Adrenogenital syndrome in children / 中华泌尿外科杂志

ABSTRACT

Objective To discuss the clinical features and therapeutic effects of adrenogenital syndrome in children. Methods Clinical and follow up data were summarized for 42 children with adrenogenital syndrome, including 30 cases of congenital adrenal hyperplasia (CAH) and 12 cases of adrenal cortex tumor. Results Endocrine function examination in 15 cases of CAH showed that 24h urine 17 KS was elevated in 10 cases and normal in 5.There was obvious clitorism in all 30 CAH children and urogenital sinus malformation in 28.Of the 12 cases of adrenal cortex tumor 7 had sexual abnormality and hypercortisolism simultaneously.Clitoris shortening or clitoridectomy was performed in CAH cases plus vaginal vestibule plasty simultaneously.Of the 12 cases of adrenal cortex tumor 10 underwent complete tumor resection;1 partial tumor resection and the remaining 1 declined treatment.During the follow up 8 case of cortex tumor,4 cases of adenoma survived tumor free with an average survival time of 7.5 years;2 cases of cortex carcinoma survived tumor free for 3 and 4 years;while the other 2 cases died soon after discharge.

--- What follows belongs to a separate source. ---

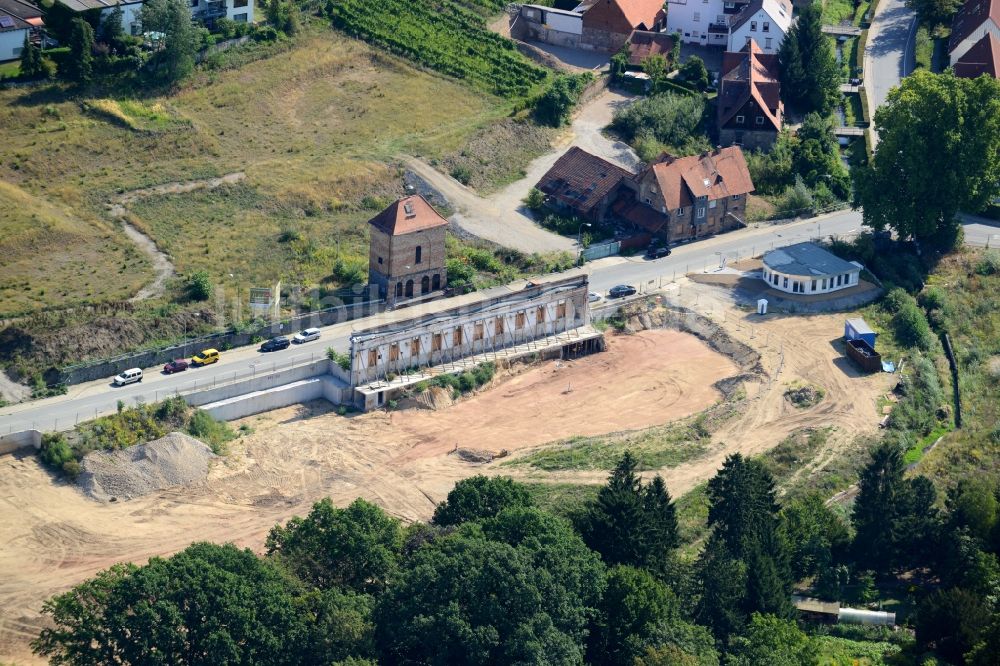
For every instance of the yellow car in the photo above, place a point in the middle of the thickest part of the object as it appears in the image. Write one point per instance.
(205, 357)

Conclusions The diagnosis can be established based on clitorism,labium confluence or male sexual precocity,increase in urine 24h 17 KS and blood testrone.Cortex hormone should be taken early,properly,life long in CAH patients,and appropriate perineoplasty should be performed.Early detection and resection of tumor is the key point for treating adrenogenital syndrome caused by cortex tumor.